The two were later colleagues at the University of Chicago Law School, where Scalia taught from 1977 to 1982. The two then also went on to become members of the federal appellate bench.

Easterbrook recounted a story from Scalia’s days while working for the Justice Department when Scalia took issue with the basis of a report because, Easterbrook said, the “legal analysis in the report was all being made up.”

“Leaning back in his chair, puffing on his pipe — which was lawful in the Department of Justice — he repeated, ‘You’re making it all up, you’re just making it all up,’” Easterbrook said.

“The few words that Nino Scalia spoke in the attorney general’s conference room 40 years ago reflected the core of his jurisprudence and announced the path he was to take for the rest of his life, a path that requires all public officials to ground all of their decisions in texts adopted through the constitutional process,” Easterbrook said.

“He helped to transform the Supreme Court which today has embraced the textual approach. His influence will be missed there, but I will miss him even more as a friend.”

Wood, who also worked alongside Scalia as a faculty member of the University of Chicago, noted that Scalia’s career is known today for his strong views on certain issues, but she said she expects his opinions will have a lasting effect into the future.

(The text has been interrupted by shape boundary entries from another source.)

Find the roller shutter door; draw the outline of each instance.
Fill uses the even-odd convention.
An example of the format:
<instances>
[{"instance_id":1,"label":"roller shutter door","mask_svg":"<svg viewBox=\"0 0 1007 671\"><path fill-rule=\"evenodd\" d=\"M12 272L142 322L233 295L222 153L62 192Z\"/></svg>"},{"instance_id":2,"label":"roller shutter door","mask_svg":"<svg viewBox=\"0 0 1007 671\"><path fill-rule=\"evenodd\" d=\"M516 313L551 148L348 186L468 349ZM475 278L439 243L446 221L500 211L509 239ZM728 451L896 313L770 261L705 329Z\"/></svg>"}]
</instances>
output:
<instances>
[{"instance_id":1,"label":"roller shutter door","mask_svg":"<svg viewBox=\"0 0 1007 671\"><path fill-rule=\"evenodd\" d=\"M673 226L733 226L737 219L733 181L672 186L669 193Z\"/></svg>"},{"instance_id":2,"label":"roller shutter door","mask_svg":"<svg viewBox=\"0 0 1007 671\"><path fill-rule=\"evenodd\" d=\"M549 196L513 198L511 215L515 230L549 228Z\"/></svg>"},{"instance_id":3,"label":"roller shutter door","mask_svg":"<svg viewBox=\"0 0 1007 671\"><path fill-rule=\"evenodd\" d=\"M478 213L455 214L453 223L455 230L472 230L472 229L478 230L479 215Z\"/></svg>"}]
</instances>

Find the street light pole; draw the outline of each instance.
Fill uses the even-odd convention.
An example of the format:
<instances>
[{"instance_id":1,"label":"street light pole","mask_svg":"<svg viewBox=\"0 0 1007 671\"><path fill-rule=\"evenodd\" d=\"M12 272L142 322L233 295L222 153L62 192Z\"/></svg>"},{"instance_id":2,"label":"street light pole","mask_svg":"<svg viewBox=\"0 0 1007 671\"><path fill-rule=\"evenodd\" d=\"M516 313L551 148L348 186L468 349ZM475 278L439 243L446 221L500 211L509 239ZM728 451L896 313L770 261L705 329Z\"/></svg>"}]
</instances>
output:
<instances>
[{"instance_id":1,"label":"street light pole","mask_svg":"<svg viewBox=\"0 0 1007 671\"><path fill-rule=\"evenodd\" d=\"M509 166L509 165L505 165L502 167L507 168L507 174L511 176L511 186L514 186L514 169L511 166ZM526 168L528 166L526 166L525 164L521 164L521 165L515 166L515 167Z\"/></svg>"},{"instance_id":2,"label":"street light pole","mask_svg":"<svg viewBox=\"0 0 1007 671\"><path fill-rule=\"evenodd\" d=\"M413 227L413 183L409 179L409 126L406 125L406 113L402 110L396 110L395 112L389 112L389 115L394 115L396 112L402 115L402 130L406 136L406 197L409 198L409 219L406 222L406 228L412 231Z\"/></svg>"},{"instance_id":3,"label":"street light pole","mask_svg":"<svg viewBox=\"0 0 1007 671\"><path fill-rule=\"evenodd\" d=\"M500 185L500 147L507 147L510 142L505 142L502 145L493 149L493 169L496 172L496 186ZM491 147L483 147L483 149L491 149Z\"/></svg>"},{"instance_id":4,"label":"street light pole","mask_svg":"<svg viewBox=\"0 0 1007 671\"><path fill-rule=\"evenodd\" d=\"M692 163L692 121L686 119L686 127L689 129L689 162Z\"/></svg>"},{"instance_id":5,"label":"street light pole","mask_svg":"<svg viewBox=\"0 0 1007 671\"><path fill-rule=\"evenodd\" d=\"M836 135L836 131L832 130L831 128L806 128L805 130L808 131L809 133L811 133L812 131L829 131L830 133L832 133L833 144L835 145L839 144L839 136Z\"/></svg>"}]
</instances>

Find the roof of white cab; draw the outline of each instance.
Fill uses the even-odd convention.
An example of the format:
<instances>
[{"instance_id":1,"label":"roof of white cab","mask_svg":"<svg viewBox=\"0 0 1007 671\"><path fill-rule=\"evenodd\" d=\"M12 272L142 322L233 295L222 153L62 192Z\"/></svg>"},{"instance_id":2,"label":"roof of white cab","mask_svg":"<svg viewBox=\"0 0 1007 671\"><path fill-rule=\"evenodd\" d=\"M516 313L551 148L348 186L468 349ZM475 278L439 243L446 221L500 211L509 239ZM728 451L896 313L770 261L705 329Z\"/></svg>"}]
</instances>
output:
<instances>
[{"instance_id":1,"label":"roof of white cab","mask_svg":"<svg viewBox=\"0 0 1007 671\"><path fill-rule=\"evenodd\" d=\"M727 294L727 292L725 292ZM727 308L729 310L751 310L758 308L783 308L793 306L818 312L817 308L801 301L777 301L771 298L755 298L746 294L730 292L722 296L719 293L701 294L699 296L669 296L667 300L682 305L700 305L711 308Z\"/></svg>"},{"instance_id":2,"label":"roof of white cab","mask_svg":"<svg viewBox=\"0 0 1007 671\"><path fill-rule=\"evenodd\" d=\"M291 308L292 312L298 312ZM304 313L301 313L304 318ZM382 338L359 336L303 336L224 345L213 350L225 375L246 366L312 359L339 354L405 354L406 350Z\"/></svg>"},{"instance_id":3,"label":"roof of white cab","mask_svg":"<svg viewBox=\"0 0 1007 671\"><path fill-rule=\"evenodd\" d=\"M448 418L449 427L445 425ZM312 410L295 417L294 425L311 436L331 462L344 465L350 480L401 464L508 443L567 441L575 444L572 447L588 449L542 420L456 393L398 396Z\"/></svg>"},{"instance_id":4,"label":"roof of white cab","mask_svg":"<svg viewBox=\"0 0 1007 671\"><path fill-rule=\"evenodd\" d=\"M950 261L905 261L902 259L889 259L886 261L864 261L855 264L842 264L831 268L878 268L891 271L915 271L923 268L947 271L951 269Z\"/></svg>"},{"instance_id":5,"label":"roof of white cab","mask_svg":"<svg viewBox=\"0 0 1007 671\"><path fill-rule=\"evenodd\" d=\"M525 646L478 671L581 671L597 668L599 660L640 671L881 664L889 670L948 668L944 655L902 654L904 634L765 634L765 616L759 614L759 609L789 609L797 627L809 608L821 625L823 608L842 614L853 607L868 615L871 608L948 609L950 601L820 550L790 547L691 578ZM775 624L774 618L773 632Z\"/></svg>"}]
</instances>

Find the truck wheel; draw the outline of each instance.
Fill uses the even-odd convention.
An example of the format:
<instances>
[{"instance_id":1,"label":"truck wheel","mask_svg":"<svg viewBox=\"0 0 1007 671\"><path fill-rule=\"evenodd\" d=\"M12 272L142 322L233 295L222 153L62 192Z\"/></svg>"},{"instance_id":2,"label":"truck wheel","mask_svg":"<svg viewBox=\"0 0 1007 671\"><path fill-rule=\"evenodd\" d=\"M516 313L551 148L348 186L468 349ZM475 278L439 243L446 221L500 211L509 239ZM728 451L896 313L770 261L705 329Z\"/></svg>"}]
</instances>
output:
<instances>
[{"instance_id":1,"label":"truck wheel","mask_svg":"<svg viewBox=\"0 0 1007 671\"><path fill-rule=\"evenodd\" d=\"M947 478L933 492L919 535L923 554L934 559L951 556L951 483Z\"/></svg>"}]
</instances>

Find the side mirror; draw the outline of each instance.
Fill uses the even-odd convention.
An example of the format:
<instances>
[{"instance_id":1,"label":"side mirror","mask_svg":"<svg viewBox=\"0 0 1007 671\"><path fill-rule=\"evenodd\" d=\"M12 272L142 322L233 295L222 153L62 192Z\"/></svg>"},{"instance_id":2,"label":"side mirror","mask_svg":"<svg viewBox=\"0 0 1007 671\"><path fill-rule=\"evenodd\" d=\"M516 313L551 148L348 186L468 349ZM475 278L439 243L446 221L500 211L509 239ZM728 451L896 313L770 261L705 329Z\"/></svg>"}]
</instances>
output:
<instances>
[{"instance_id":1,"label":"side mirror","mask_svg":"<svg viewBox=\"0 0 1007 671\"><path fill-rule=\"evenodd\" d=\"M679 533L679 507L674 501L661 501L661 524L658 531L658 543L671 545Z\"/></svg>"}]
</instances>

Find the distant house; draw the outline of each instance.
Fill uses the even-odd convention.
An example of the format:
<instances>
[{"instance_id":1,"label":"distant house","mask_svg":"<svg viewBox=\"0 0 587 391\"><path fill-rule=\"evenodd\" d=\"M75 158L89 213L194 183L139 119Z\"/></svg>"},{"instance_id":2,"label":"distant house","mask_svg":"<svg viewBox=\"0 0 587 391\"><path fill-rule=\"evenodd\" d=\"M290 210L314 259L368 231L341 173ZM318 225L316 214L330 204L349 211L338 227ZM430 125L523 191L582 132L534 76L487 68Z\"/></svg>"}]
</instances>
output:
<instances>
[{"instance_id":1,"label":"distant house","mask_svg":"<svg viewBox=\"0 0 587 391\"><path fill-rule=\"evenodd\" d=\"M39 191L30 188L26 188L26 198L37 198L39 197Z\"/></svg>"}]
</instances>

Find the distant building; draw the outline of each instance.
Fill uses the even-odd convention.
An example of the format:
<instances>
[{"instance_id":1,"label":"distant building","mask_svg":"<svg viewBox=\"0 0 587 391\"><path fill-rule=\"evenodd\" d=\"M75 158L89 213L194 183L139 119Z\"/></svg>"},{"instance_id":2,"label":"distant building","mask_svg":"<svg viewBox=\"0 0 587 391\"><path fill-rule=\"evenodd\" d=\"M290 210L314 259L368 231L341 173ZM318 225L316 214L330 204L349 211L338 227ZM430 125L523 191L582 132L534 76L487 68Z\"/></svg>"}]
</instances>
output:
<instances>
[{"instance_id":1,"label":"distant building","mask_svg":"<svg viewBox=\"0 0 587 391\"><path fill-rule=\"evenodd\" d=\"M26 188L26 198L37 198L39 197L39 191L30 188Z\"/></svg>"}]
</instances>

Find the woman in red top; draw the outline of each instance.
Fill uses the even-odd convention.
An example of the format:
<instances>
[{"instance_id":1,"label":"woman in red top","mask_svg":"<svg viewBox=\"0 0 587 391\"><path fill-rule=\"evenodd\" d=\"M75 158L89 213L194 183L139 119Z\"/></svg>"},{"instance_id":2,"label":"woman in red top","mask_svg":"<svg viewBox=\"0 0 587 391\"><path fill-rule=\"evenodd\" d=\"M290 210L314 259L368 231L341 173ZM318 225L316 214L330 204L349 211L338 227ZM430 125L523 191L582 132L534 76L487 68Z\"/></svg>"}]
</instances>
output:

“This was a person of tremendous commitment to the judiciary as we have seen both during the years he was on the court and thereafter, a person whose contribution is going to be difficult to measure in the short run, but obviously huge and we will see over the years, I think, continuing evidence of that,” Wood said. “It was my pleasure to be his friend and I am so glad he did spend the time he did in Chicago.”

Also in attendance Sunday were two of Scalia’s nine children, Ann Banaszewski, who lives in the Chicago area, and Eugene Scalia.

Eugene Scalia made a few remarks, thanking the organizations for hosting the tribute as another way for Scalia’s family to memorialize him.

“The public nature of his death has been a consolation to us as we’ve had opportunities for others to honor him,” Eugene Scalia said.

The event was organized under the leadership of Loyola’s Assistant Dean Jean M. Gaspardo, who became friends with Scalia after he taught at Loyola’s summer program in Rome in 2010 and again in 2015. She also got to know Ginsburg through the program, when she taught during the summer of 2009.

Gaspardo, a former president of the Catholic Lawyers Guild and an executive board member for the Lawyers Club of Chicago, said the two organizations and law school all have a deep respect for Scalia and were immediately on board with hosting the tribute to Scalia.

“We’re going to miss this giant who was part of the American judicial system,” she said.